Monday, October 8, 2012

South Beach Recipe--Spaghetti Squash Lasagna!!

So.  Here's the deal.  I haven't been able to drop the last 2 pounds.  Here I stay, 124 pounds, and here I think I will remain.  And that's fine, really, if it has to be.  I'm well within a healthy weight range, and frankly, I could lose another 15 pounds and still hate what I see in the mirror.

I love food, folks.  I love chocolate, I love carbs, and I'VE DISCOVERED PINTEREST.  Not good for diets.
At any rate, I've decided that my main goal is going to be loving myself just as I am, cutting cardio back to 3 days a week, and do strength training/yoga/wii Active the other 3 days.  Hopefully this will help me tone up.

Additionally, while I'm going to endeavor to continue to eat responsibly, cut out unnecessary carbs, and stay active, I'm not going to worry about being a perfect dieter any more.


That being said, today was Meatless Monday at our house.  I bought a spaghetti squash last weekend and wanted to use it.  Ergo--Spaghetti Squash Lasagna!!  (the reason the veggies are only 1/2 sizes are because I used them to make a regular lasagna dish for a friend.  Feel free to use the whole veggies in your version)

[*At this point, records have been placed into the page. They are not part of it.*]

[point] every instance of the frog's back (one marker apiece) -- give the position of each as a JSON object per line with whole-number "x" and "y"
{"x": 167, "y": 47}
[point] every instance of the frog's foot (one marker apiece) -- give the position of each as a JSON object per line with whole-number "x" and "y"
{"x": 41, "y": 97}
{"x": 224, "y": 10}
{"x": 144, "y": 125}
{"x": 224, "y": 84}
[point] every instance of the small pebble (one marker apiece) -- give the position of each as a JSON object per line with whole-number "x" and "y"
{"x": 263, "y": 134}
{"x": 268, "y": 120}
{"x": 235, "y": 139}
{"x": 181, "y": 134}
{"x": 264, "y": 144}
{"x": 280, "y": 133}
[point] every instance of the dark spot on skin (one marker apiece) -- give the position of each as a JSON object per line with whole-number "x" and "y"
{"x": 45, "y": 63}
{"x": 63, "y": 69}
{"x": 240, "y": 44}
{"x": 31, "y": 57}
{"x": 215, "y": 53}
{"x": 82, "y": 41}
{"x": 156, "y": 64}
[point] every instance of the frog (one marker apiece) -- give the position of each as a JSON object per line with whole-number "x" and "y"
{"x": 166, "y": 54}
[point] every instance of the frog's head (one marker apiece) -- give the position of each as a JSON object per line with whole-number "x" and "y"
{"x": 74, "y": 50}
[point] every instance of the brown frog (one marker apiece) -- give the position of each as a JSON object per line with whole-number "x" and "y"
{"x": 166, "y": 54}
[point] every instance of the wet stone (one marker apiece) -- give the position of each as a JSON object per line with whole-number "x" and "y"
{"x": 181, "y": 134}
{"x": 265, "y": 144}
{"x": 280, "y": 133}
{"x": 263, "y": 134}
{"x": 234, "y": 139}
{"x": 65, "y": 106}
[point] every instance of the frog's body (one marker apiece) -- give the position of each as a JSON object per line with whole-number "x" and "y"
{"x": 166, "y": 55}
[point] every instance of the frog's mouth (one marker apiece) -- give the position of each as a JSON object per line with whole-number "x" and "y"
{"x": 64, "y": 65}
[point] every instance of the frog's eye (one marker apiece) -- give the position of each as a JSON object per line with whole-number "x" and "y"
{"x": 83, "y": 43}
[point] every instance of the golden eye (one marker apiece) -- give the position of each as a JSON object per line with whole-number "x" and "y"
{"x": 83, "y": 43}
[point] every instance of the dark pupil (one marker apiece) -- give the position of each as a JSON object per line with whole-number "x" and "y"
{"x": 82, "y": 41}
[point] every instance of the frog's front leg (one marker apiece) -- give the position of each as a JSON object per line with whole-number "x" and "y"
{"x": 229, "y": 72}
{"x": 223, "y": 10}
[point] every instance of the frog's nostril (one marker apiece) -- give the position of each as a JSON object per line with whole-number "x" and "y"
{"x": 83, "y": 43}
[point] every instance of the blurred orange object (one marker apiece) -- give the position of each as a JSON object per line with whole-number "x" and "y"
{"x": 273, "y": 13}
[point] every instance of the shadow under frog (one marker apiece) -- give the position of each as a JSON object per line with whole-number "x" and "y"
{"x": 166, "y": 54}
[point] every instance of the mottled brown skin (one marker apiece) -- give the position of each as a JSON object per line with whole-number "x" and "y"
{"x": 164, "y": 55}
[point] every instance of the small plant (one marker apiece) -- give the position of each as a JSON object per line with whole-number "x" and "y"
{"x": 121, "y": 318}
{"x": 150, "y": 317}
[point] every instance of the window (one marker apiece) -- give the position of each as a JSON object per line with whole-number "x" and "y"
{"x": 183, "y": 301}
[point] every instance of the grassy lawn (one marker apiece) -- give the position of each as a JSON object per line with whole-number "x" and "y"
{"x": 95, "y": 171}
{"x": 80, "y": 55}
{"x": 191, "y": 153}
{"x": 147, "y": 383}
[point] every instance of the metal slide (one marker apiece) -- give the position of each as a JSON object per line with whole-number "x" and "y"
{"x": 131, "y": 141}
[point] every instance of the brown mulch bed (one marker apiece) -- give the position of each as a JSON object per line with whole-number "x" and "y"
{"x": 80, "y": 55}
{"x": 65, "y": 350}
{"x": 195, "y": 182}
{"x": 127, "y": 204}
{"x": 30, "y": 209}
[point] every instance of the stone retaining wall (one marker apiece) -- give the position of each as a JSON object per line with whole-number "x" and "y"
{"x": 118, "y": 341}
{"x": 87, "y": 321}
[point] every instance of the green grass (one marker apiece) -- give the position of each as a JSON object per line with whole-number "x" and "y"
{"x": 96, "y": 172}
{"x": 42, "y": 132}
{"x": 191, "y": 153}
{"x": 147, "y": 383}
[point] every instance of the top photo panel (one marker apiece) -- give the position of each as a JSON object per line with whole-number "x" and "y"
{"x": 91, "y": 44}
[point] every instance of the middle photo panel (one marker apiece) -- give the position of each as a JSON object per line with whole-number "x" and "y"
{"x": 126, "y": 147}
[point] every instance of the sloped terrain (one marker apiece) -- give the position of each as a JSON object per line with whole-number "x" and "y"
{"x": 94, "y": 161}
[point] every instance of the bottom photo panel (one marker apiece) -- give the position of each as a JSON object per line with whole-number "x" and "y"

Spaghetti Squash Lasagna Bake


 Forgive the poor quality, SOMEBODY broke my camera.


Ingredients
1 whole spaghetti squash
1/2 small zucchini, sliced
1/2 c red bell pepper, chopped
2 eggs
1/3 c white onion, chopped
1/2 large tomato, chopped
1 large clove of garlic, sliced or mashed, take your pick
1/2 tsp olive oil
Dash of Italian Seasoning
1 1/4 c Hunts Traditional Spaghetti Sauce
3/4 c Sargent reduced fat Mexican cheese blend

Cook the squash without any butter or oil.  I baked mine at 375 for about 30 minutes.  Let it cool, and use a fork to shred that sucker right up and into a big ol' bowl.  Add your chopped up veggies, garlic, oil and seasoning, with a little salt and pepper for good measure.  Mix that up really well, and plop into a 9 X 9 pan that's been sprayed with 0 calorie cooking spray. Turn oven to 350.  Pour the sauce over the top and pop into the oven for about 30 minutes.  Add the cheese, and bake for another 5 minutes or until the cheese is brown.

Eat and serve hot with a big salad or some garlic bread!  Though that does defeat the purpose of a low carb dinner...

Serves 4
Calories:  192  Fat:  8 g  Protein:  11 g  Fiber:  5 g  Carbs:  22 g


1 comment:

  1. Sounds like you have reached a good, healthy place! Way to go. You have worked hard for it.